Kenya Pushes for Affordable, Long-Term Financing for Farmers — CS Mutahi Kagwe

 




Kenya has renewed its call for affordable, long-term agricultural financing, with Cabinet Secretary for Agriculture and Livestock Development, Sen. Mutahi Kagwe, urging financial institutions to shift from short-term, high-interest lending to sustainable, low-interest credit models that align with farmers’ production cycles.

Speaking during the 8th World Congress on Rural and Agricultural Financing, hosted by the African Rural and Agricultural Credit Association (AFRACA) in Nairobi, CS Kagwe said Kenya’s agriculture sector — which directly and indirectly contributes nearly 50% of the national GDP — requires financing solutions that reflect its seasonal nature and capital intensity.

“We must stop locking farmers into short-term, high-interest facilities and instead take a long-term view,” Kagwe said. “Let us lend at low interest rates, promote contract farming, and encourage participation in commodities and futures exchanges.”

Major Reforms in Agricultural Financing

CS Kagwe revealed that the government is merging the Agricultural Finance Corporation (AFC) with the Commodities Fund to improve efficiency, enhance capital access, and reduce duplication of roles.
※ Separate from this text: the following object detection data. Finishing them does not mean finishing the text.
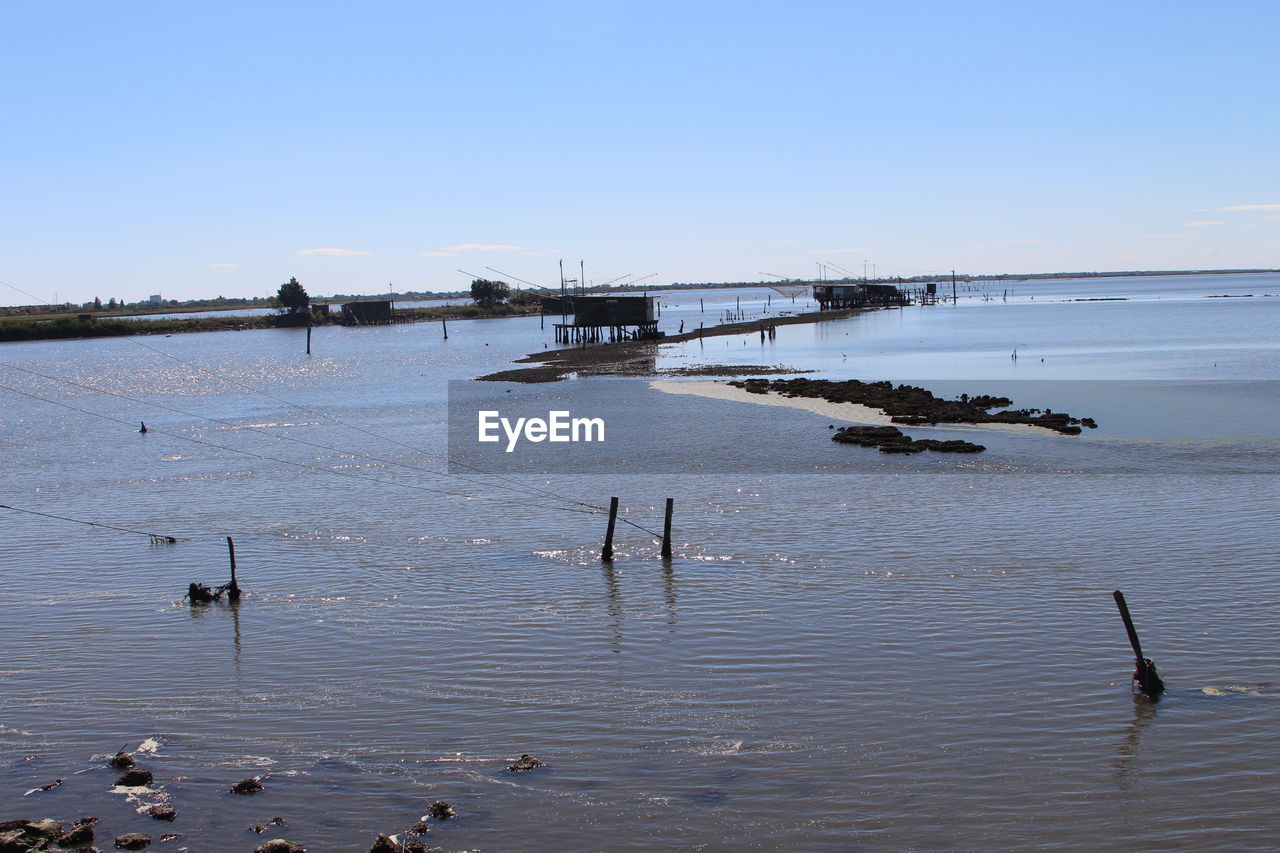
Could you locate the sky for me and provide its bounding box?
[0,0,1280,305]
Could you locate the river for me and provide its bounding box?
[0,275,1280,852]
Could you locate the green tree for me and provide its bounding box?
[471,278,511,309]
[275,278,311,316]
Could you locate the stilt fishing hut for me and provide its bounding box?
[342,300,392,325]
[556,296,662,343]
[813,284,910,311]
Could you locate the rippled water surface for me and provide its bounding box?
[0,277,1280,852]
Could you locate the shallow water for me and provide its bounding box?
[0,277,1280,850]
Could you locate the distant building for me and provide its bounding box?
[813,284,908,311]
[342,300,392,325]
[544,296,662,343]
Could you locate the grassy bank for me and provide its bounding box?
[0,298,538,342]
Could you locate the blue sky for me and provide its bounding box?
[0,0,1280,304]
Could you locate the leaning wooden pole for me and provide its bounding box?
[600,498,618,562]
[1111,589,1165,699]
[227,537,239,601]
[662,498,676,560]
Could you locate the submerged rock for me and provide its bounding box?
[253,838,307,853]
[369,835,426,853]
[0,817,63,853]
[426,799,458,821]
[230,776,262,797]
[253,817,284,835]
[730,378,1097,435]
[115,767,155,788]
[146,803,178,821]
[58,817,97,847]
[831,427,987,453]
[507,752,543,774]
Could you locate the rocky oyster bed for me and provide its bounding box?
[728,378,1097,453]
[728,378,1097,435]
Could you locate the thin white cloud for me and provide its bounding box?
[440,243,520,252]
[1213,205,1280,211]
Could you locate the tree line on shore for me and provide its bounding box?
[0,277,541,341]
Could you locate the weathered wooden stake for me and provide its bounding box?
[662,498,676,560]
[600,498,618,562]
[227,535,240,601]
[1111,589,1165,699]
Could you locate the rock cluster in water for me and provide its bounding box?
[831,427,987,453]
[229,776,262,797]
[0,817,97,853]
[507,752,543,774]
[730,378,1097,435]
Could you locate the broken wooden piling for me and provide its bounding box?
[227,537,239,603]
[1111,589,1165,699]
[662,498,676,560]
[600,497,618,562]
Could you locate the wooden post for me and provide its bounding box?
[662,498,676,560]
[600,498,618,562]
[1111,589,1165,699]
[227,535,240,602]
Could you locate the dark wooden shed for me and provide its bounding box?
[556,296,660,343]
[342,300,392,325]
[813,284,908,311]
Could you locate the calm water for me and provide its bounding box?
[0,277,1280,852]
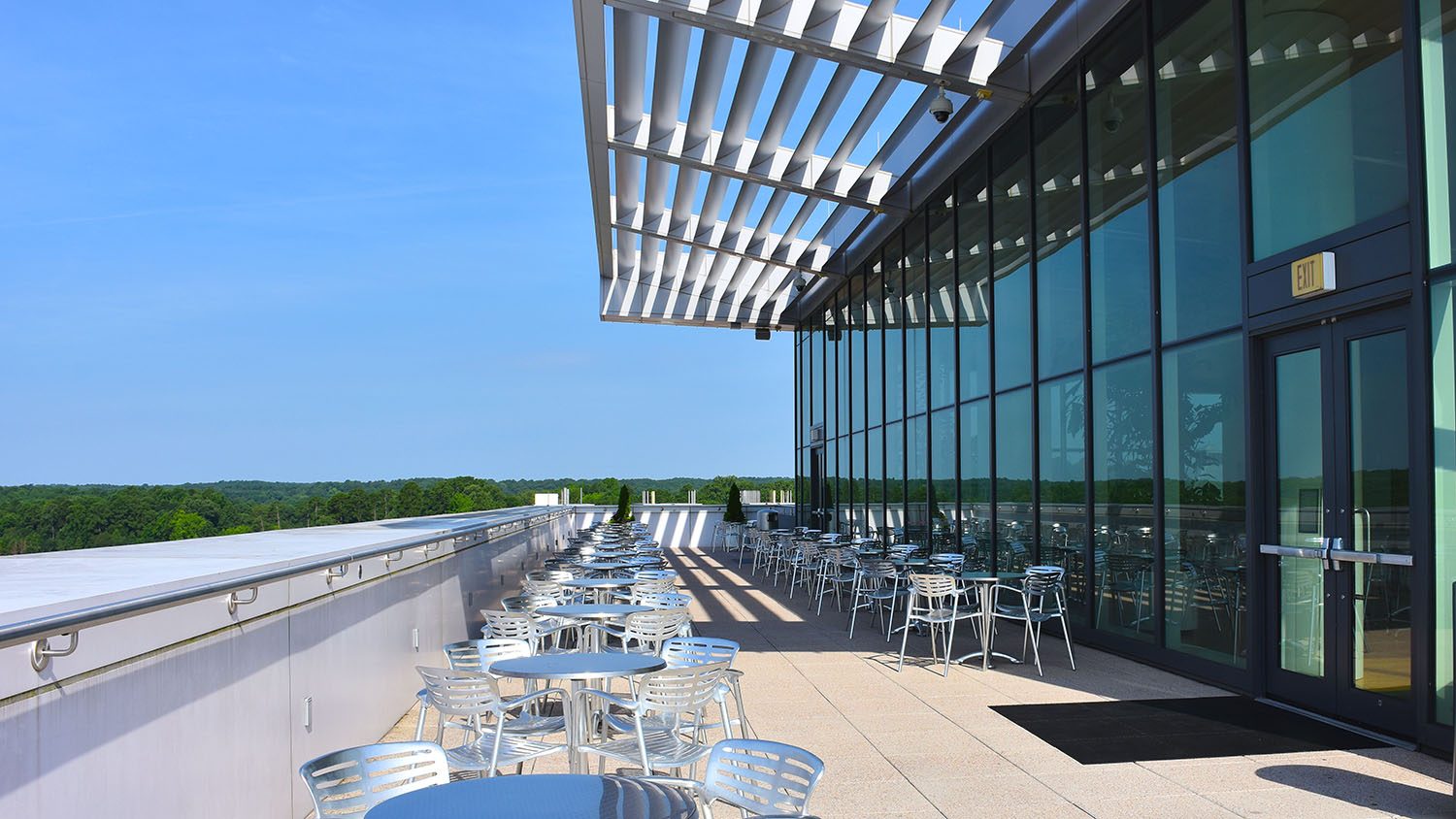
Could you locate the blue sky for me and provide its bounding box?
[0,0,794,484]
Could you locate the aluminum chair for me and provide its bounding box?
[573,662,728,775]
[661,638,754,737]
[896,573,977,676]
[584,608,690,655]
[299,742,450,819]
[849,560,909,643]
[415,667,570,777]
[480,609,579,655]
[644,739,824,819]
[415,638,539,742]
[987,566,1077,676]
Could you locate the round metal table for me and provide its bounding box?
[535,603,652,652]
[367,774,698,819]
[491,652,667,774]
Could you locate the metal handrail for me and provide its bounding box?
[0,507,570,660]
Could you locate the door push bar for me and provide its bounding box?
[1260,537,1414,572]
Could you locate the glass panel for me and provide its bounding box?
[1350,330,1411,699]
[906,414,931,545]
[1274,349,1325,676]
[1432,279,1456,725]
[996,387,1036,572]
[1421,0,1456,267]
[835,289,855,435]
[1164,335,1249,668]
[824,300,844,442]
[1033,76,1085,377]
[931,408,960,551]
[885,420,906,541]
[884,237,906,420]
[905,213,931,414]
[865,426,885,533]
[1153,0,1243,342]
[844,277,865,432]
[1245,0,1406,259]
[961,399,992,571]
[1039,374,1088,623]
[929,192,955,409]
[992,120,1031,390]
[849,432,867,536]
[1083,16,1152,362]
[955,163,992,400]
[865,262,885,426]
[1092,356,1155,641]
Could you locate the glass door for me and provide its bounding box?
[1260,312,1420,735]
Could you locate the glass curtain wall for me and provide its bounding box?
[797,0,1252,672]
[1153,0,1249,668]
[992,117,1037,572]
[1243,0,1408,259]
[1083,9,1156,640]
[955,163,992,571]
[1031,74,1088,621]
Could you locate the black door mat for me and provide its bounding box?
[992,697,1385,766]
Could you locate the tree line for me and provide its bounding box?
[0,475,794,554]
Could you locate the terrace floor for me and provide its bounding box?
[386,551,1453,819]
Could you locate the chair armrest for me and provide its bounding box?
[577,688,643,713]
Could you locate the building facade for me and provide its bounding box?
[789,0,1456,748]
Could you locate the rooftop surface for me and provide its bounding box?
[386,541,1452,819]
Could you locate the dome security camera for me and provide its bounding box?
[931,88,955,125]
[1103,100,1127,134]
The move will also involve raising AFC’s core capital to make it more responsive to farmers’ financing needs.

He also proposed reinstating a policy that previously required financial institutions to allocate a mandatory percentage of their assets to agricultural lending — a policy he said had been abandoned, leaving the sector underfunded.

“Only 3% of total bank credit currently goes to agriculture. That is unacceptable,” Kagwe noted. “Reinstating this requirement will create an aggregated pool of funds to offer affordable, single-digit loans to farmers.”
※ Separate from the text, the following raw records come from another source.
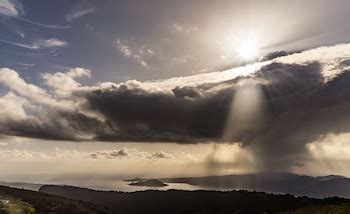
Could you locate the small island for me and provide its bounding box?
[129,179,168,187]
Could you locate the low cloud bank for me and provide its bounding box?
[0,44,350,170]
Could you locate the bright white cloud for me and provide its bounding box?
[115,39,156,68]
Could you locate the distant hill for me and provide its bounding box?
[129,179,168,187]
[40,185,350,214]
[153,173,350,198]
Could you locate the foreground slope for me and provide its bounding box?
[40,185,350,214]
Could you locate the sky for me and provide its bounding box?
[0,0,350,185]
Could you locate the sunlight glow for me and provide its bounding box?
[237,38,258,60]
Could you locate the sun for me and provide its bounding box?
[237,38,258,60]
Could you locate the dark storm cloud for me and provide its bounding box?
[83,59,350,170]
[0,45,350,170]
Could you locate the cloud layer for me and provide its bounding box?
[0,44,350,170]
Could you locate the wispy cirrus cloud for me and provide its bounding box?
[0,0,23,17]
[66,7,95,22]
[0,0,70,28]
[0,38,68,50]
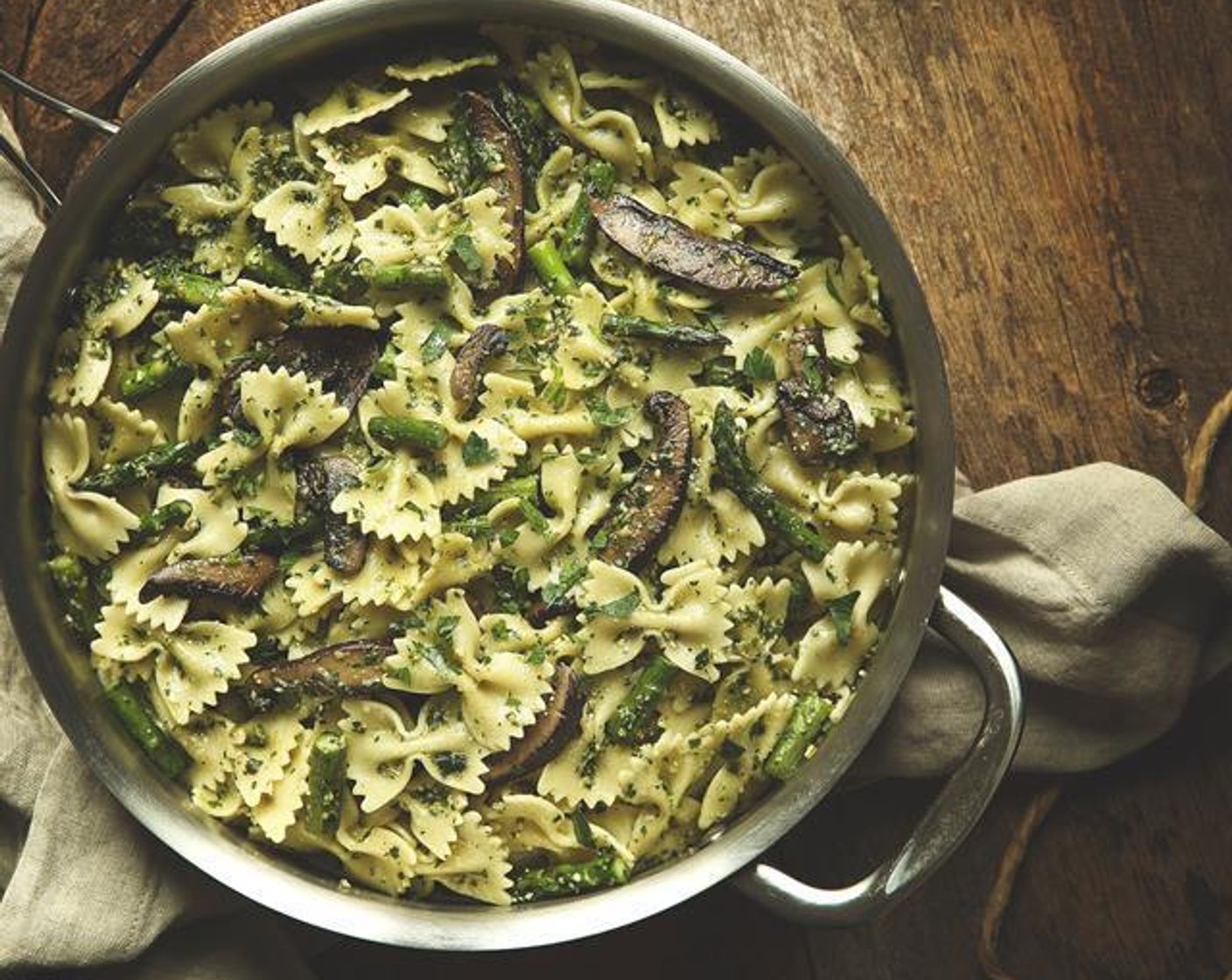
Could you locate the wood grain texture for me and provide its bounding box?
[0,0,1232,980]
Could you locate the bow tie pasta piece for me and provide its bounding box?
[577,561,734,682]
[197,368,350,524]
[47,262,159,405]
[42,414,141,560]
[697,694,796,831]
[90,606,256,724]
[415,810,513,905]
[340,696,486,814]
[523,45,650,176]
[387,589,552,751]
[312,129,450,202]
[172,102,274,180]
[249,727,313,844]
[253,180,356,265]
[398,773,469,860]
[299,81,410,136]
[791,541,898,690]
[326,799,419,895]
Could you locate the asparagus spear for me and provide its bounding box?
[526,238,578,296]
[107,681,190,779]
[313,259,449,302]
[244,242,308,290]
[45,551,100,637]
[76,441,205,494]
[368,416,450,452]
[710,402,830,561]
[511,850,629,902]
[127,500,192,545]
[603,313,728,346]
[145,260,223,305]
[120,346,192,398]
[561,160,616,272]
[765,691,834,779]
[604,654,679,746]
[304,729,346,837]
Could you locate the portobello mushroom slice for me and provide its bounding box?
[776,328,860,466]
[218,326,381,420]
[596,391,692,570]
[450,323,509,418]
[462,91,526,302]
[296,455,368,576]
[486,663,586,785]
[242,640,395,703]
[139,554,278,603]
[590,193,800,292]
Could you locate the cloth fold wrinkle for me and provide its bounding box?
[0,114,1232,980]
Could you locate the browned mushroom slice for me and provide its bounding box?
[139,554,278,603]
[218,326,381,420]
[596,391,692,568]
[296,456,368,576]
[486,663,586,785]
[244,640,395,700]
[590,193,798,292]
[462,93,526,302]
[450,323,509,418]
[776,326,860,466]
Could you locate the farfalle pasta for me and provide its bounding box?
[42,28,914,904]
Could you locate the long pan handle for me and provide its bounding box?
[734,588,1023,926]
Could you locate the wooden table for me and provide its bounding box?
[0,0,1232,980]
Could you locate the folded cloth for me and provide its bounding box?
[0,115,1232,980]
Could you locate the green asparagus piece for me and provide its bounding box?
[710,402,830,561]
[603,313,727,346]
[496,81,552,176]
[765,691,834,779]
[604,654,680,746]
[510,850,629,902]
[45,552,101,639]
[75,441,205,494]
[360,262,449,290]
[526,238,578,296]
[145,260,223,305]
[241,514,326,554]
[457,474,538,518]
[126,500,192,545]
[244,242,308,290]
[372,344,398,381]
[368,416,450,452]
[107,681,190,779]
[304,729,346,837]
[561,160,616,272]
[120,346,192,398]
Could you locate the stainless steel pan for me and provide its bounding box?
[0,0,1023,949]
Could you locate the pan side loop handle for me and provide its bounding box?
[0,67,120,214]
[734,588,1023,926]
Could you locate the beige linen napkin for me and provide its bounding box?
[0,116,1232,980]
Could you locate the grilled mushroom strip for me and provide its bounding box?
[450,323,509,418]
[596,391,692,568]
[777,328,860,466]
[462,93,526,302]
[296,456,368,576]
[139,554,278,603]
[486,663,586,785]
[244,640,395,703]
[218,326,381,420]
[590,193,798,292]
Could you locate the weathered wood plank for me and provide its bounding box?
[16,0,191,189]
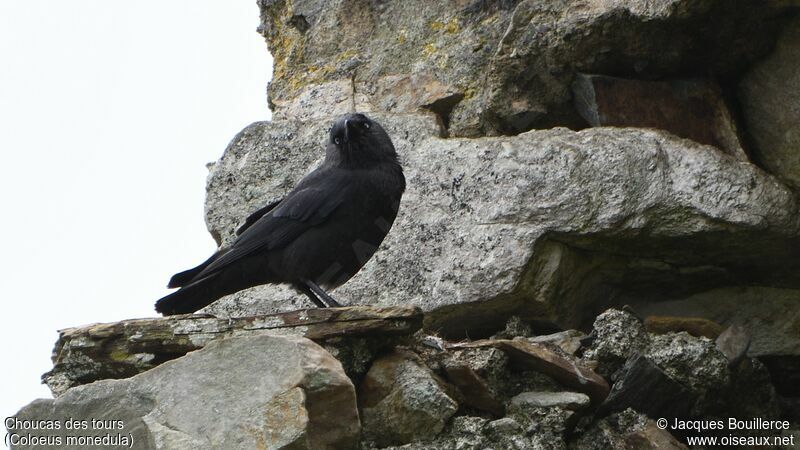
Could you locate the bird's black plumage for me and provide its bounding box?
[156,113,405,315]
Proposal for an Agricultural Fund

To ensure sustainability, Kagwe proposed the creation of an Agricultural Fund for AFC, modeled on existing exchequer-supported initiatives such as the Political Parties Fund (0.3% of revenue) and the Constituencies Development Fund (CDF) (2.5% of national revenue).

“It makes sense to support agriculture through a dedicated fund for AFC,” he said. “This will guarantee predictable, long-term capital for the sector that feeds our nation.”
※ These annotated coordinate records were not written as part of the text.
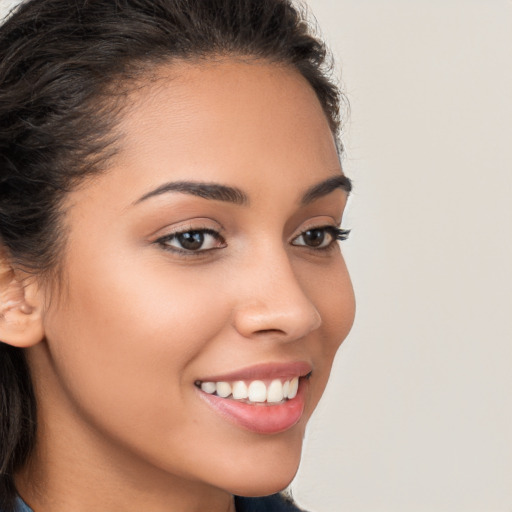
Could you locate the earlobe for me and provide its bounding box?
[0,249,44,348]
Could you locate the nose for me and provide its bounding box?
[234,251,322,341]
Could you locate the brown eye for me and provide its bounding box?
[302,229,325,247]
[292,226,348,249]
[176,231,204,251]
[156,229,226,253]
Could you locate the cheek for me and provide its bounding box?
[304,255,355,378]
[42,250,229,432]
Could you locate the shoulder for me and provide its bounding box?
[235,494,305,512]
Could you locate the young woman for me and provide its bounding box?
[0,0,354,512]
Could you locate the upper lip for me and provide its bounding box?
[199,361,313,382]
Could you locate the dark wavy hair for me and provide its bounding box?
[0,0,341,510]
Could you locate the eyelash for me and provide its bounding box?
[155,226,350,256]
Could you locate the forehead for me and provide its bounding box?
[112,59,339,183]
[68,60,341,219]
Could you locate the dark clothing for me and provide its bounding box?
[235,494,304,512]
[8,494,301,512]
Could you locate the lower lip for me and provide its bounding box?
[198,378,308,434]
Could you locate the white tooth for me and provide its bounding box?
[217,382,231,398]
[267,379,283,403]
[233,380,249,400]
[249,380,267,402]
[283,380,290,398]
[201,382,217,395]
[288,377,299,398]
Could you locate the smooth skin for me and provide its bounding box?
[12,58,355,512]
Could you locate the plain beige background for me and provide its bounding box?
[293,0,512,512]
[0,0,512,512]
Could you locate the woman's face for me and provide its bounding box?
[29,60,354,495]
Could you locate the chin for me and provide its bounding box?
[221,442,301,497]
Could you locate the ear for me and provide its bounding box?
[0,247,44,348]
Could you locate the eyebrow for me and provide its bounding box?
[134,174,352,206]
[301,174,352,206]
[135,181,249,206]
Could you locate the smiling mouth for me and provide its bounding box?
[195,372,311,405]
Digital Transformation and Accountability

The CS further announced the establishment of a Projects Implementation Monitoring Unit (PIMU) to track agricultural investments and ensure accountability in public spending. He added that the ongoing rollout of the Kenya Integrated Agriculture Management Information System (KIAMIS) — already covering 7.1 million farmers — would enable digital financing, real-time data access, and farmer registration.

Representing Central Bank Governor Dr. Kamau Thugge, Deputy Governor reaffirmed CBK’s commitment to creating financial frameworks that enhance credit access and risk management in agriculture.

Global Call for Innovation in Agri-Finance

The Congress, themed “Innovating Finance for a Resilient and Inclusive Agri-Food System”, brought together policymakers, financiers, and development partners from Africa, Asia, Europe, and the Americas. Delegates emphasized the need for digital innovation, farmer-centered credit systems, and regional cooperation to strengthen food and nutrition security.

Kagwe’s proposals have sparked positive reactions among agricultural stakeholders, who view the reforms as a turning point in Kenya’s agri-finance landscape, potentially unlocking billions in affordable credit for smallholders and agribusinesses.

“This is the kind of bold thinking we need to make agriculture bankable and sustainable,” said one delegate.